Things went very wrong as the English came and the relentless grip of capitalism squeezed the game from the forests, the fish from the waters, the buffalo from the plains, even the trees from the forests. Treaties were always signed under duress because the First Nations people found themselves no longer able to feed or defend themselves adequately. Western greed and technology ruled the day.
Know your history. We live on stolen land. Canada, the U.S., North and South America, Australia, New Zealand... all stolen from the people who lived here first.
Giving verbal acknowledgments that we live on First Nations territory, as has become politically correct these days, is a shallow joke. It is not funny. This is no way to acknowledge an historic wrong.
I humbly recommend that anyone living on stolen land learn their history. This 60-minute talk by Mark Charles a good start. But just knowing is not enough.

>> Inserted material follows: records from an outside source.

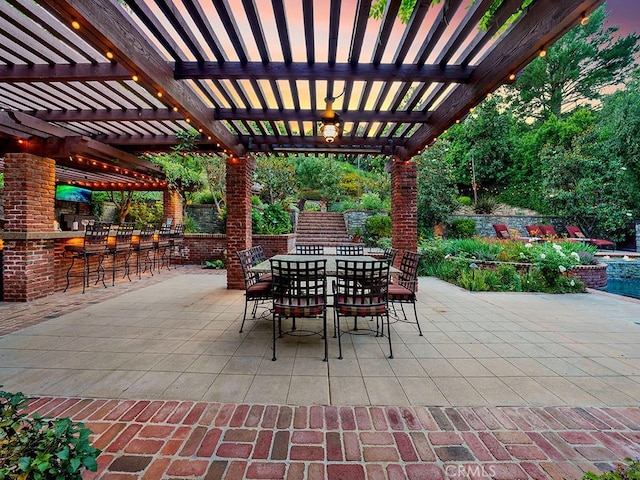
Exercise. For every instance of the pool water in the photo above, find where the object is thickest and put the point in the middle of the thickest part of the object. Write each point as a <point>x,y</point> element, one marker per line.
<point>629,287</point>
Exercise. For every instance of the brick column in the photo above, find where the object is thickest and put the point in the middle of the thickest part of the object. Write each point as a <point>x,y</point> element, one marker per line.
<point>239,173</point>
<point>404,205</point>
<point>29,207</point>
<point>172,206</point>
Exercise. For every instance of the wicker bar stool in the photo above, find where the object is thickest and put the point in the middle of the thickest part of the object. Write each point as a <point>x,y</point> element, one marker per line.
<point>143,248</point>
<point>121,248</point>
<point>95,245</point>
<point>162,251</point>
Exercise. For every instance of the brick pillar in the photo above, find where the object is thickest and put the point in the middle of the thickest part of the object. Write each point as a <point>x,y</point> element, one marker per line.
<point>29,208</point>
<point>239,173</point>
<point>404,206</point>
<point>172,206</point>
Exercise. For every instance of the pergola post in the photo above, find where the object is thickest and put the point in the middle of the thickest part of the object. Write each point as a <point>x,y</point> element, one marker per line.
<point>404,205</point>
<point>172,206</point>
<point>239,174</point>
<point>29,207</point>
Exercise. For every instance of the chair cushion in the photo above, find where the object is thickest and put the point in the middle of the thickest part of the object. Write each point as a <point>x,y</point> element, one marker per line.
<point>289,307</point>
<point>399,293</point>
<point>259,289</point>
<point>351,310</point>
<point>601,243</point>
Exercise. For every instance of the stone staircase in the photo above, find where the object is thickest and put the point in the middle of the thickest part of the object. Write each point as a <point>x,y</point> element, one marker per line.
<point>322,228</point>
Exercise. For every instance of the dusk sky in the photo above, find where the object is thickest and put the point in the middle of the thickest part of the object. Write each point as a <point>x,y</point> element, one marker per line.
<point>624,14</point>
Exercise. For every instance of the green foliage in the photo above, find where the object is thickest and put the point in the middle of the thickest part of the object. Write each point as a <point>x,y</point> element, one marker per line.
<point>191,226</point>
<point>377,227</point>
<point>41,448</point>
<point>576,68</point>
<point>437,192</point>
<point>630,470</point>
<point>461,228</point>
<point>486,204</point>
<point>277,176</point>
<point>491,265</point>
<point>465,201</point>
<point>214,264</point>
<point>371,202</point>
<point>273,220</point>
<point>145,213</point>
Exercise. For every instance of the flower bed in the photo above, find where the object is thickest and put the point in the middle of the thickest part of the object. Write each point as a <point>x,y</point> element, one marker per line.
<point>481,264</point>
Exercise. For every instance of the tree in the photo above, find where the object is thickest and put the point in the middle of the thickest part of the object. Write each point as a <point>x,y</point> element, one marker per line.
<point>589,189</point>
<point>575,69</point>
<point>436,186</point>
<point>277,176</point>
<point>481,146</point>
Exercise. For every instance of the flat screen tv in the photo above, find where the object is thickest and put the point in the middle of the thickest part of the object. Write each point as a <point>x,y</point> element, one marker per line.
<point>71,193</point>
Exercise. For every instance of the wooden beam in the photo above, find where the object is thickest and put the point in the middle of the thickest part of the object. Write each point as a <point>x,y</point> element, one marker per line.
<point>339,71</point>
<point>116,33</point>
<point>544,22</point>
<point>82,72</point>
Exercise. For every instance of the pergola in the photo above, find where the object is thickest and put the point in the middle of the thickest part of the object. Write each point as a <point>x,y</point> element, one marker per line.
<point>92,83</point>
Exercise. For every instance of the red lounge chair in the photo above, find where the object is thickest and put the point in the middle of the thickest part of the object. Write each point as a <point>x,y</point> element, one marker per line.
<point>502,231</point>
<point>533,230</point>
<point>575,232</point>
<point>547,231</point>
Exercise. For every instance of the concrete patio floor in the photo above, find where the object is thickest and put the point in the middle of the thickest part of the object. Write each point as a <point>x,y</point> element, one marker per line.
<point>531,385</point>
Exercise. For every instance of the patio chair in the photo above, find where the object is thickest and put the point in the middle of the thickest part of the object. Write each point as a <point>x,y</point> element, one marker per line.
<point>256,290</point>
<point>162,250</point>
<point>95,245</point>
<point>309,250</point>
<point>361,290</point>
<point>390,254</point>
<point>548,232</point>
<point>299,291</point>
<point>404,290</point>
<point>143,247</point>
<point>177,243</point>
<point>576,232</point>
<point>349,250</point>
<point>122,247</point>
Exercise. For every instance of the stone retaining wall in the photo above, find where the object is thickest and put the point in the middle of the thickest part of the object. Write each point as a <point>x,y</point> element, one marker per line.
<point>593,276</point>
<point>484,223</point>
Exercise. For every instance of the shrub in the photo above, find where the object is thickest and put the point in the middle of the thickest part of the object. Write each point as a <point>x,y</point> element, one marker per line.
<point>377,227</point>
<point>461,228</point>
<point>371,201</point>
<point>41,448</point>
<point>630,470</point>
<point>275,221</point>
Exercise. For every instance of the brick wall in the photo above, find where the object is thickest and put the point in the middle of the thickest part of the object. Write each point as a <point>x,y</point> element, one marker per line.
<point>593,276</point>
<point>239,173</point>
<point>29,191</point>
<point>404,210</point>
<point>29,206</point>
<point>172,206</point>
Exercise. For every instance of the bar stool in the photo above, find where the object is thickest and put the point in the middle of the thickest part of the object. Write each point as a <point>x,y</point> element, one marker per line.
<point>144,247</point>
<point>162,251</point>
<point>122,247</point>
<point>177,242</point>
<point>95,245</point>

I seriously propose that the tax system be changed so we all pay a user fee to the people who have been so brutalized by the forces of historical conquest of which we are a part. In Canada, we have a consumption tax we pay on all goods and services that ranges from 5% to 15% from region to region. It would not be an unreasonable strain to pay an extra 1% to our First Nations so they may have the same standard of living, health care, clean water, education, et cetera that most of us take for granted.
Once we start to truly pay our dues to our First Nations family, only then can we truly and properly say "Meegwetch!" for the land and also the culture of sharing and respect of the Earth. Only then can we live with mutual dignity on this Earth alongside the people of the First Nations.
Love to all! Peace to all! Life to all!
In the Name of the Cosmos that prevails through everyBODY, and the Holy Nam which holds the world.
Humbly yours,
Singh Sahib Guru Fatha Singh Khalsa
P. S. The historic photo at top is of Plains Cree Chief Pîhtokahanapiwiyin aka "Poundmaker" and his wife outside their home.